Aza-analogues of pteridine. Part II. The novel use of silver oxide in transetherification of alkoxy-1,2,4,6,8-penta-azanaphthalenes, alkoxynitropyrimidines, and related systems

Abstract

Alkoxy-derivatives of 1,2,4,6,8-penta-azanaphthalene (pyrimido[5,4-e]-as-triazine) undergo transetherification when treated with boiling alcohols in the presence of silver oxide. Appropriate methoxy-compounds give 5-ethoxy-3-methyl-, 5-propoxy-3-methyl, and (more slowly) 5-isopropoxy-3-methyl-penta-azanaphthalene; also 5,7-diethoxy-, 5,7-dipropoxy-, 5,7-di-isopropoxy-, 5,7-diethoxy-3-methyl-, and 5-ethoxy-3,7-dimethyl-penta-azanaphthalene. Synthetic routes to the methoxy-substrates and to one of the products are reported; other structures are confirmed by u.v. and ¹H n.m.r. spectra.
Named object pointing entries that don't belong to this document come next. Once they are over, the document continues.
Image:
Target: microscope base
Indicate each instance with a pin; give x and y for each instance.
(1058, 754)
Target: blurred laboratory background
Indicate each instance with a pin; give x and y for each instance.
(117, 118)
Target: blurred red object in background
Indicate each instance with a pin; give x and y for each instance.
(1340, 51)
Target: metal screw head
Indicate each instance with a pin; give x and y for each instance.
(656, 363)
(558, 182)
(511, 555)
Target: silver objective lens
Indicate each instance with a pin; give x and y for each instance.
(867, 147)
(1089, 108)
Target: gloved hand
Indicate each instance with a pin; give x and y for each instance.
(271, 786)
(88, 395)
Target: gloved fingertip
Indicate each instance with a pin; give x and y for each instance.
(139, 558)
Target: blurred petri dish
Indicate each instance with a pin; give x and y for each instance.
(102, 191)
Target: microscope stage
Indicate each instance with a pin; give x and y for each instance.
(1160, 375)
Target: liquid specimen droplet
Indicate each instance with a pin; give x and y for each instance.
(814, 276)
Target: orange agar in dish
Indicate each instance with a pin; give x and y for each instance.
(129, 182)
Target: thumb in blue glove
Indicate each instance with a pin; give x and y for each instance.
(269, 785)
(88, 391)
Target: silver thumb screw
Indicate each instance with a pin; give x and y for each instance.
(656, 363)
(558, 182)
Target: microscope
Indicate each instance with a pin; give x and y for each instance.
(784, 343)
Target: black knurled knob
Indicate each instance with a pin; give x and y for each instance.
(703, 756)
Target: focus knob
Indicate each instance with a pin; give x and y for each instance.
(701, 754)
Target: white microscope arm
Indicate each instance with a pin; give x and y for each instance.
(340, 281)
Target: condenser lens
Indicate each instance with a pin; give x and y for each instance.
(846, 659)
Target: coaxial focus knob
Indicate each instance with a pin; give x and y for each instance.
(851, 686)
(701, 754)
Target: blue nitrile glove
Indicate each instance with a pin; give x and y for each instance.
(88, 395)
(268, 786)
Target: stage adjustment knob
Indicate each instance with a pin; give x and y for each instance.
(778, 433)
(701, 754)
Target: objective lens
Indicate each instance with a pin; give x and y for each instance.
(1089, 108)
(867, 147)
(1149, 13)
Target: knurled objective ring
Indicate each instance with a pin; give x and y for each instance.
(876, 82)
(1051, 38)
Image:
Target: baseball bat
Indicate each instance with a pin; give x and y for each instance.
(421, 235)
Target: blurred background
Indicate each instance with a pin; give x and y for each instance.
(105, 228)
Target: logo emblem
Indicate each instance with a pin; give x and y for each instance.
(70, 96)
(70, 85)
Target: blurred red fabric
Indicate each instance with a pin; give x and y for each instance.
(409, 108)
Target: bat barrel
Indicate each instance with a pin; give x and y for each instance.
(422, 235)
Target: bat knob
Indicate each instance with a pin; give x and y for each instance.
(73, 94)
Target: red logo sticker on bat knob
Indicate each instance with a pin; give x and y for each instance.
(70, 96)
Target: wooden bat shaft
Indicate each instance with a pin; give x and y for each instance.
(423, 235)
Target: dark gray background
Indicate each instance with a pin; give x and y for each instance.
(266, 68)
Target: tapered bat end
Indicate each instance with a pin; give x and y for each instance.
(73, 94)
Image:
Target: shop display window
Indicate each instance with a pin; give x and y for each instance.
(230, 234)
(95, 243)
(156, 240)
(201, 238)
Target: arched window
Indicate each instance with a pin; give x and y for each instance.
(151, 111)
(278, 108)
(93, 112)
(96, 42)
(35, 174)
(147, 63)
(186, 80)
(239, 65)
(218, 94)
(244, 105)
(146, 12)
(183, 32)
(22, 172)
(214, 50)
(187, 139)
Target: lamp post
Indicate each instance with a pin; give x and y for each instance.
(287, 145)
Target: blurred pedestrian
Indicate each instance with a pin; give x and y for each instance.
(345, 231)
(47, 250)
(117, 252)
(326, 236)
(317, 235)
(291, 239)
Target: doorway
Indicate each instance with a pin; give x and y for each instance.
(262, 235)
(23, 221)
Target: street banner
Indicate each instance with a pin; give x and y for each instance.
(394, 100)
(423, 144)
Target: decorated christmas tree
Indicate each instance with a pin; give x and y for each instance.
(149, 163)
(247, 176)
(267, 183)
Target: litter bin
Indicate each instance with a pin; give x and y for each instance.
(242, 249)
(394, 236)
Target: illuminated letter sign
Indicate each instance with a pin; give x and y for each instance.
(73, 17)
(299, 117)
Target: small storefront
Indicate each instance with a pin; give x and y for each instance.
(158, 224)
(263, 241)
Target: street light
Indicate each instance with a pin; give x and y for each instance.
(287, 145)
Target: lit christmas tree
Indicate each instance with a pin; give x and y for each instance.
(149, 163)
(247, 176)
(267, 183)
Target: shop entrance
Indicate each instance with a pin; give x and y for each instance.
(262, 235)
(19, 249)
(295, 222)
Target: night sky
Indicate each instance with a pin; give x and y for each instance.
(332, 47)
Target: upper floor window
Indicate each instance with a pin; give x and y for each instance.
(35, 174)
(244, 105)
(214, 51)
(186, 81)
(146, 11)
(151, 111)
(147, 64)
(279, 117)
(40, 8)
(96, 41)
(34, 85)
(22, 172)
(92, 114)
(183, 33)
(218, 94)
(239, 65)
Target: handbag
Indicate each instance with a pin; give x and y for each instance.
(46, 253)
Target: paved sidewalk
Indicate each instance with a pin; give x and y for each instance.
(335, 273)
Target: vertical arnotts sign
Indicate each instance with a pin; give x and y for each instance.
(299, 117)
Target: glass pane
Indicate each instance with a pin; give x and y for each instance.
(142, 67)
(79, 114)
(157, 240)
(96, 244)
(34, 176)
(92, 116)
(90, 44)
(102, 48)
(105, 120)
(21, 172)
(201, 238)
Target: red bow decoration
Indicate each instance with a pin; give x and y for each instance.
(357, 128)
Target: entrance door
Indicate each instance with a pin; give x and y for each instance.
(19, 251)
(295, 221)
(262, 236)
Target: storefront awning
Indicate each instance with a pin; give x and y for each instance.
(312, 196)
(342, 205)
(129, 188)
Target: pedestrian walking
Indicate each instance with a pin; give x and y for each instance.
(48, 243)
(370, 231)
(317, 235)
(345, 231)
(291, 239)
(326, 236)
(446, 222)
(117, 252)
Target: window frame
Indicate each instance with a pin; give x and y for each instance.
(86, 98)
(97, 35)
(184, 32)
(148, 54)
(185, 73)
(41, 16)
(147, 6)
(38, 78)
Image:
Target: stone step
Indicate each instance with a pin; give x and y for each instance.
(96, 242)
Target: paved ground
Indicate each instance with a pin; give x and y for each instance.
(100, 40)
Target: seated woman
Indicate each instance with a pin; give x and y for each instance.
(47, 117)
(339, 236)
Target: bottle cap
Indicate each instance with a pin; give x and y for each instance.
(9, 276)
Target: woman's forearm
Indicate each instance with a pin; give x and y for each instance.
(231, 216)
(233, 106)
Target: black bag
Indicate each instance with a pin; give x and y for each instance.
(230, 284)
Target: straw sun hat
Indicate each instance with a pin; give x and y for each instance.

4-Methoxypteridine undergoes transetherification similarly but simple alkoxypyrimidines and alkoxypyridines are resistant. However, the more highly activated 2-methoxy-5-nitro-, 4-methoxy-5-nitro-, and 2,4-dimethoxy-5-nitro-pyrimidine easily give their respective propoxy-homologues, and so does 2-methoxy-3,5-dinitropyridine. In contrast, 2,4-dimethoxy-6-methyl-5-nitropyrimidine gives only its 4-methoxy-2-propoxy-homologue, and both 4,6-dimethoxy-5-nitro- and 4-methoxy-2,6-dimethyl-5-nitro-pyrimidine remain unchanged.

The classical transetherification agent, ethanolic sodium ethoxide, reacts with 5,7-dimethoxypenta-azanaphthalene to give the 7-ethoxy-5-hydroxy-analogue. This was identified by spectral comparison with its 5-hydroxy-7-methoxy-homologue, itself synthesised by 5,6-addition of methanethiol to 7-methoxypenta-azanaphthalene followed by dehydrogenation and selective hydrolysis.